Author contributions
S.R.K. designed and performed the experiments, acquired funding, analyzed the data, prepared the figures and wrote the paper. K.S. designed and performed experiments and analyzed the data. T.K. contributed to the manuscript preparation. S.M.R. supervised the animal work. C.P. provided clinical data and blood samples. S.M.T. provided primary human heart tissue samples for subsequent cell cultures. S.R.J. provided the PLK2 KO animals and expert knowledge. M. M. designed experiments and provided support for the mass-spectrometry. X.Y. performed experiments and provided support for the analysis of mass-spectrometry data. J.D.K., P.W. and K.Gr. designed and performed experiments and contributed to manuscript preparation. N.H. and J-H.K. contributed to manuscript preparation. U.R., M.W., S.K. and K.G. supervised the experiments and manuscript preparation. S.W. designed experiments and contributed to manuscript preparation. A.E.A. supervised the work, acquired funding and wrote the paper.
Competing interests
All authors concur with the submission of the manuscript and none of the data have been previously reported or are under consideration for publication elsewhere. Parts of S.R.K.’s doctoral thesis are included in this manuscript. There are no competing interests or conflicts of interests to declare.
The Paper Explained
Problem
Although atrial fibrillation and subsequent fibrotic remodeling of the heart affect millions of patients worldwide, the underlying molecular mechanisms through which atrial fibrillation leads to heart remodeling and fibrosis in patients are incompletely understood.

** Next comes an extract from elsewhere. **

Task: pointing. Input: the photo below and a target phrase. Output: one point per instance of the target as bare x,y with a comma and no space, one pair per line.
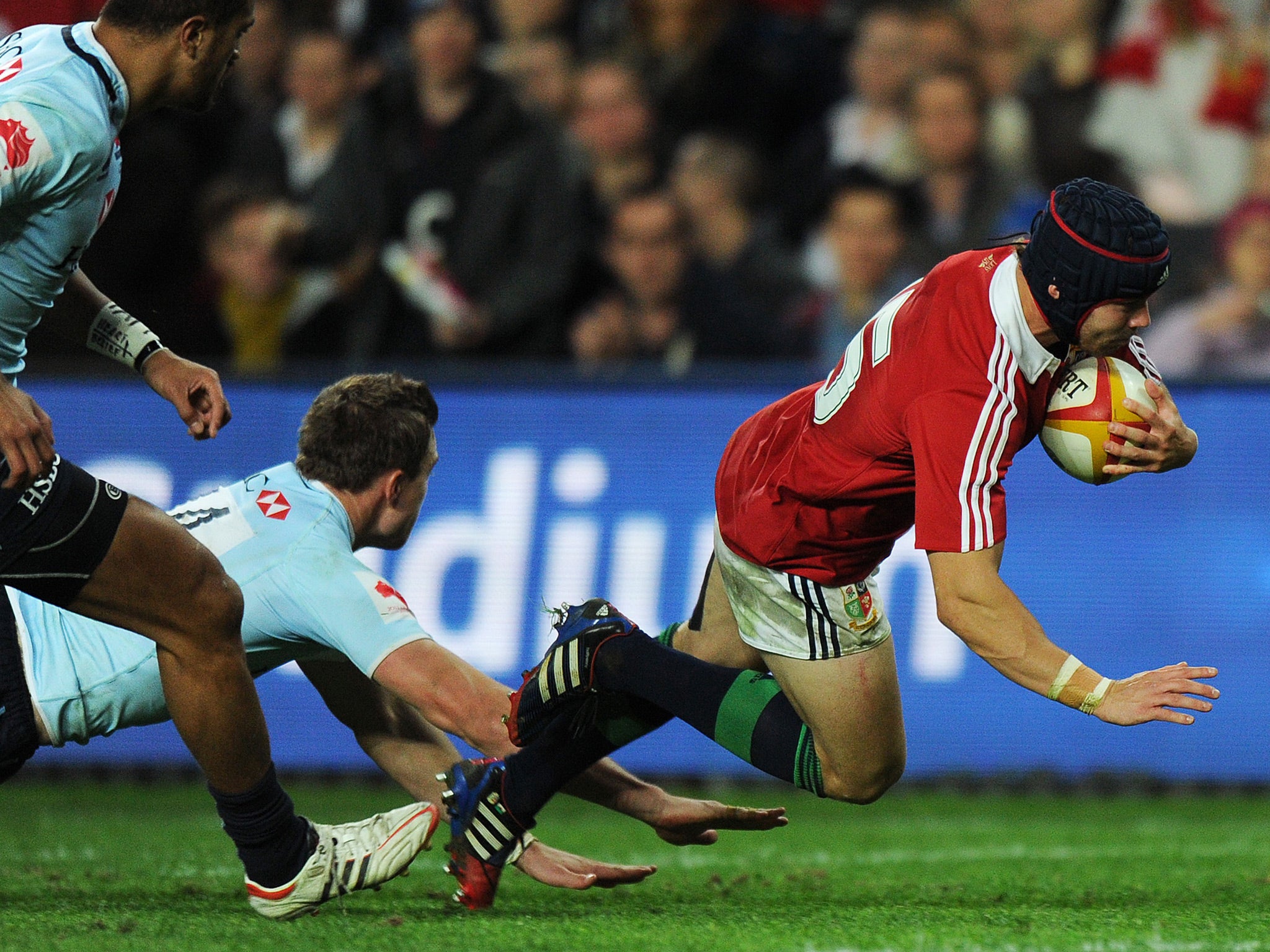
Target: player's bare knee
214,612
861,785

Consequently, there is a need to define targets for therapies that limit the debilitating consequences of atrial fibrillation.
Results
We identified PLK 2 as an epigenetically regulated kinase involved in the pathophysiology of fibrosis in atrial fibrillation. In atrial tissue samples from patients with chronic atrial fibrillation, PLK 2 was nearly 50 % downregulated by hypoxia-induced promoter methylation. In vitro, loss of PLK 2 led to strikingly reduced fibroblast proliferation, increased myofibroblast differentiation and enhanced senescence induction. Additionally, we found that genetic knockout of PLK2 resulted in de novo secretion of the inflammatory cytokine-like protein osteopontin. Accordingly, we measured ex vivo elevated osteopontin in both heart tissue and the peripheral blood of atrial fibrillation patients and healthy sinus rhythm controls. We identified the Ras-ERK1/2 signaling pathway to be the potential link between reduced expression of PLK2 and elevated osteopontin secretion.
Impact
Our findings reveal PLK 2 to be a regulator of cardiac fibroblast function, inflammation and fibrosis development. Our results strengthen the current hypothesis that atrial fibrillation is not only an ion channel disease but a complex (systemic) inflammatory disorder. Restoration of physiological PLK2 expression or blockade of osteopontin release may constitute valuable new drug targets for the prevention and treatment of cardiac fibrosis in atrial fibrillation.
Supplementary Material
Acknowledgments
We thank the “Förderkreis der Dresdner Herz-Kreislauf-Tage” for supporting this study with the scientific research grant “Forschungspreis der Dresdner Herz-Kreislauf-Tage”. We are grateful to Annett Opitz and Romy Kempe for expert technical assistance. We want to thank Charlotte Schaeffer, Pia Schlinkert and Björn Binnewerg for support in sample generation and PCR analysis. We are grateful to Stephanie M. Schacht for expert assistance in animal keeping and handling. We are indebted to Prof. Dr. Samuel Sossalla (Regensburg university hospital, Germany) for providing RNA samples from human cardiomyocytes.